I think the mksh result for that code is most like what bash is
probably going for. It mostly treats `ref[0]` as `ref` both when
assigning and dereferencing.

 $ mksh -xc '
typeset -n ref1=a1 ref2=a2 ref3=a3[0] ref4=a4[0]
ref1=foo ref2[0]=foo ref3=foo ref4[0]=foo
echo "${ref1} ${ref2[0]} ${ref3} ${ref4[0]}"
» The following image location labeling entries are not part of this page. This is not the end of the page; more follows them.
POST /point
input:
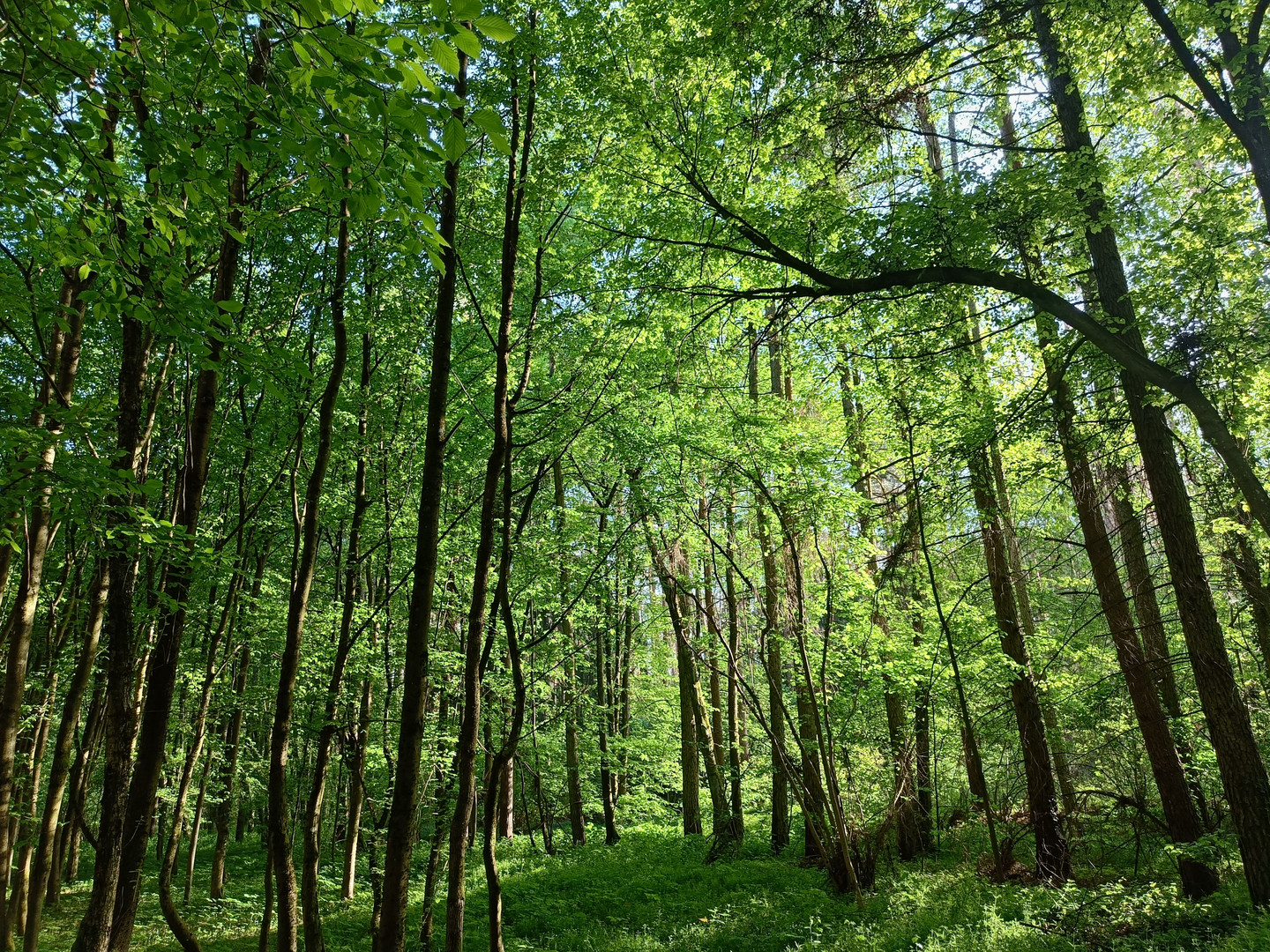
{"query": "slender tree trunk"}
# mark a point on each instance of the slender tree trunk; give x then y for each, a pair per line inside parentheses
(733, 674)
(64, 348)
(496, 466)
(355, 793)
(1180, 814)
(280, 810)
(1238, 758)
(45, 866)
(406, 787)
(196, 825)
(573, 775)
typeset -p {ref,a}{1,2,3,4}'
+ typeset -n 'ref1=a1' 'ref2=a2' 'ref3=a3[0]' 'ref4=a4[0]'
+ ref1=foo ref2[0]=foo ref3=foo ref4[0]=foo
+ echo 'foo foo foo foo'
foo foo foo foo
+ typeset -p ref1 ref2 ref3 ref4 a1 a2 a3 a4
typeset -n ref1=a1
typeset -n ref2=a2
typeset -n ref3='a3[0]'
typeset -n ref4='a4[0]'
typeset a1=foo
set -A a2
typeset a2[0]=foo
set -A a3
typeset a3[0]=foo
set -A a4
typeset a4[0]=foo

ksh93 also does that except ref4 which understandably assigns to a4[0][0].